Blasterfire burst angrily from the playhouse and its satellite structures. Ryan jerked back behind cover, pulling Krysty with him as bullets cracked by.
He saw Mikey’s black-haired head jerk, then it lolled lifelessly down the slope of his shoulder.
Making tough going of it, the giant carried Dark Lady back behind the farmhouse.
“Here,” Bob said. He thrust Dark Lady toward Ryan. He caught her as well as he could with his left arm.
“Mikey!” she cried. Ryan saw that the left-hand head had taken a slug through the left eye. Blood and aqueous humor streamed from it like tears.
Dark Lady writhed free and threw herself against the giant’s chest. He patted her clumsily with his right hand.
“Gotta...go,” Bob said. His speech was slurred as if his tongue had swollen to fill his mouth. “Love...you.”

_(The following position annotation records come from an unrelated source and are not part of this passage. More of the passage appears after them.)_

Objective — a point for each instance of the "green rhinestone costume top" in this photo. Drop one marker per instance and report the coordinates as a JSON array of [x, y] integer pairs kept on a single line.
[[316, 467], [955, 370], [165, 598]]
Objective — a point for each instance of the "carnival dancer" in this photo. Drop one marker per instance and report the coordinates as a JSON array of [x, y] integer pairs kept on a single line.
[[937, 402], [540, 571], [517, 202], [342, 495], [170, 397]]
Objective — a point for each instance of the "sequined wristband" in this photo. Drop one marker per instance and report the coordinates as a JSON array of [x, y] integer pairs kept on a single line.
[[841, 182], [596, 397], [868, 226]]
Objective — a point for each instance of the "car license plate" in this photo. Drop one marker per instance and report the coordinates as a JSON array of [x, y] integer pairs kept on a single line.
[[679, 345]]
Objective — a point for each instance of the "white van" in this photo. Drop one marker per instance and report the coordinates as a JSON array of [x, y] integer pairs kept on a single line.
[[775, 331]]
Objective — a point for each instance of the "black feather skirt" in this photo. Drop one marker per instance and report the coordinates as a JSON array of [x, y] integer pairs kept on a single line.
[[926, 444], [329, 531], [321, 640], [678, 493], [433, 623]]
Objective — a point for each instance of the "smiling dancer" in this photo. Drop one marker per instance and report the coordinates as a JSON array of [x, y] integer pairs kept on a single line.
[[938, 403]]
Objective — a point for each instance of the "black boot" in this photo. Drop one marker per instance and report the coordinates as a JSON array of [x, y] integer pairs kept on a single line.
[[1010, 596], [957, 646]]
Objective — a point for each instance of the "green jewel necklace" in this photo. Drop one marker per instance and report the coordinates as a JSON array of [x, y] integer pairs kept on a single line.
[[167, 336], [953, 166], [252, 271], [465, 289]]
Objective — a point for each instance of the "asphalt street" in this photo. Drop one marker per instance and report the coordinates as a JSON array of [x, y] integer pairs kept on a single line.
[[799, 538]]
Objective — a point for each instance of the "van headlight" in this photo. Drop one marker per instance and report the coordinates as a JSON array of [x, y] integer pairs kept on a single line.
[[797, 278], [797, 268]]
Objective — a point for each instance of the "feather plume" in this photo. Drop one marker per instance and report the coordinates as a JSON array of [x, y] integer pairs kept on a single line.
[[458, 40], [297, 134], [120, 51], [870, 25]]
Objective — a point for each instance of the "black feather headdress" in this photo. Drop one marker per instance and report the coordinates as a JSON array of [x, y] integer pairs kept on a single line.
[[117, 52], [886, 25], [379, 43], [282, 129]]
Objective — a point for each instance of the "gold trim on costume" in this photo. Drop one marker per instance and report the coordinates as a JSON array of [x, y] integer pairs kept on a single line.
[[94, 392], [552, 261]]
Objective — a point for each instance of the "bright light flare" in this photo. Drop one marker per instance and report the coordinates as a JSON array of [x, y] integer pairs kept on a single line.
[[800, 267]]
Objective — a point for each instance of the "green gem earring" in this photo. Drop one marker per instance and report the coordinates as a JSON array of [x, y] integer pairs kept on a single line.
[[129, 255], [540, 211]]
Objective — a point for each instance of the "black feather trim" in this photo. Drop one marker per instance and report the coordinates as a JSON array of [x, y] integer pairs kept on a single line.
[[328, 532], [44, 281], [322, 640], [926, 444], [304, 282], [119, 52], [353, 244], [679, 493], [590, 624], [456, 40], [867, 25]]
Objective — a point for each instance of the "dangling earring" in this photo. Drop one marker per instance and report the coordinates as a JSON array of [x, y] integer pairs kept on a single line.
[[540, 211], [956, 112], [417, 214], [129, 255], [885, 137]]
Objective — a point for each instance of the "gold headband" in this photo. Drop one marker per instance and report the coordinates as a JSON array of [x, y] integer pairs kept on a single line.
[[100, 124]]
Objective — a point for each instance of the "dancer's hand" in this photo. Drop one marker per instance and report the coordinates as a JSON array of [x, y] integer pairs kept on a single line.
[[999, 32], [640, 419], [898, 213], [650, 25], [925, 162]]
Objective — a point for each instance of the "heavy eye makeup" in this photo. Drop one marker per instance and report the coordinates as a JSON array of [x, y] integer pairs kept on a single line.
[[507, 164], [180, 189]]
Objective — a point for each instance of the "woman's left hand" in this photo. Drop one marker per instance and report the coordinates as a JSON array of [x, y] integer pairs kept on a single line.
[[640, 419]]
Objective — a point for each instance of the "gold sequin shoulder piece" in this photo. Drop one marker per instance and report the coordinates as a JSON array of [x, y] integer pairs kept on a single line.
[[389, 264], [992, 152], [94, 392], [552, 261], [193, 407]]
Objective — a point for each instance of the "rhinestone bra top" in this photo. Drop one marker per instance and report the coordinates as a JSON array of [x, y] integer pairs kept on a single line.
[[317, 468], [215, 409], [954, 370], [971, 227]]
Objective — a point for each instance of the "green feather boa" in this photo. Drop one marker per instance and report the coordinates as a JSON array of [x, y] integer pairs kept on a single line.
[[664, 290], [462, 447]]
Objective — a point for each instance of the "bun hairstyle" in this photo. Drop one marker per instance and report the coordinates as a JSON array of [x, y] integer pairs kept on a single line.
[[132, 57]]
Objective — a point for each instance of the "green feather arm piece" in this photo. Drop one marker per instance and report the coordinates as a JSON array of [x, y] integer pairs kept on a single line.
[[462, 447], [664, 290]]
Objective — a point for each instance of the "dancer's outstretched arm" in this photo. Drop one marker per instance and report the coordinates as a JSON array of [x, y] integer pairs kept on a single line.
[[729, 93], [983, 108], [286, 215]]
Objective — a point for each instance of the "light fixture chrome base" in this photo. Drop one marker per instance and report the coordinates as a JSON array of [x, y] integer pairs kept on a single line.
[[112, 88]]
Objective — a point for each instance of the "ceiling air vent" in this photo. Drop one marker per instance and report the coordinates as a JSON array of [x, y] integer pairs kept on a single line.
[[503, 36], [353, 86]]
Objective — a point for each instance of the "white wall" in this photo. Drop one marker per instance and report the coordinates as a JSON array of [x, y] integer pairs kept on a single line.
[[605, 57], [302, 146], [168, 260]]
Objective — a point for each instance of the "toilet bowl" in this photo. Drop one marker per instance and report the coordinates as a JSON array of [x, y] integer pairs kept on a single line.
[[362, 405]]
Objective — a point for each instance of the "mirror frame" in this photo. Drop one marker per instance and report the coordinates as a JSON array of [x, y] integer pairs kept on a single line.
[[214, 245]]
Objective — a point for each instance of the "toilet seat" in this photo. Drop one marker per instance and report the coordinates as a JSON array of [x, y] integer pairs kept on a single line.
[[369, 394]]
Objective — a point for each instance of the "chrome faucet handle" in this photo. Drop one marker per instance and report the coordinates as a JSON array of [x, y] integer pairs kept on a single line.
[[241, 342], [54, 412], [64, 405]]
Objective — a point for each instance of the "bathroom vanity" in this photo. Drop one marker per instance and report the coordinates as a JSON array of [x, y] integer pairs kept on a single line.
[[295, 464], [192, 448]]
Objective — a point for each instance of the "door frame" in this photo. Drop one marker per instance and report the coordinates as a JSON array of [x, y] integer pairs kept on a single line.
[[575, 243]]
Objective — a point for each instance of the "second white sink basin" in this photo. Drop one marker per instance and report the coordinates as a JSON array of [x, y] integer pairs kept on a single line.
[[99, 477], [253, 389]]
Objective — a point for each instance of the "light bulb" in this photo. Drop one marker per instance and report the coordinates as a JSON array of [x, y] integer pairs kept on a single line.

He kissed her upturned forehead, then he pushed her toward Krysty, who holstered her handblaster and grabbed Dark Lady in a bear hug from behind. Dark Lady did not fight her.
“I love you, too!” she cried through a torrent of tears.
Dragging his left leg, Bob limped along the back of the house to where a satchel charge lay. It had been assembled in a scavvy backpack, incongruously bright and cheerful blue and yellow. He scooped it up and held it to his chest.
“Take care of her,” Bob said to Ryan and Krysty.
“Are you going to do anything stupe if I let you go?” Krysty asked.
Dark Lady slumped. “No. We always knew one could never survive without the other.”
Ryan followed him as far as the street end of the house. Suddenly seeming to grab complete control of his massive, failing body, Bob pulled himself up and rounded the corner with a defiant roar.
“I’m on my way to Hell!
Who’s coming with me?
”
Ryan wheeled around the corner, longblaster shouldered. The playhouse’s front windows flickered with fire. Some of the shots had to be hitting the charging giant.
He ignored them. Laughing, he ran at a lumbering, inexorable pace. Ryan shot a man in the window left of the door; he was leveling a 12-gauge. Then he ducked hastily back, slinging the Scout, as Bob ran full-tilt into the closed door.
The satchel charge went off with a thunderous blast. A cloud of dust and debris shot down the road past Ryan’s sheltering corner. He imagined he saw a tree-trunk-size leg spin end over end through the rolling explosion.
Then he was around the corner and sprinting toward the playhouse. He pulled his SIG in his right hand and his panga in his left.
J.B. appeared at his right side, running as fast as his shorter legs could carry him, blasting from his slung Uzi with his right hand, clamping his fedora to his head with his left.
From the far end of the farmhouse Ryan heard Dark Lady ripping bursts from the BAR and keeping them short with expert precision. Clearly, she was not one to allow her loved ones to die in vain.
Or unavenged.
As he neared the big house, Ryan saw that the doorway had been blown out to about three times its original width. A figure appeared in the midst of it, coughing and waving at the smoke. Ryan gave it a quick double-tap from his handblaster and it fell.
He charged into the late baron’s front room. It was still full of smoke and dust and the eye-searing fumes of detonated plas-ex. He saw shadowy figures and fired into them.
The fog thinned enough to allow him the beginnings of vision of his surroundings. The spiderweb swaths of cloth had been torn down; the outsize satin cushions shoved to the walls. Some of these smoldered, adding to the choking, obscuring smoke.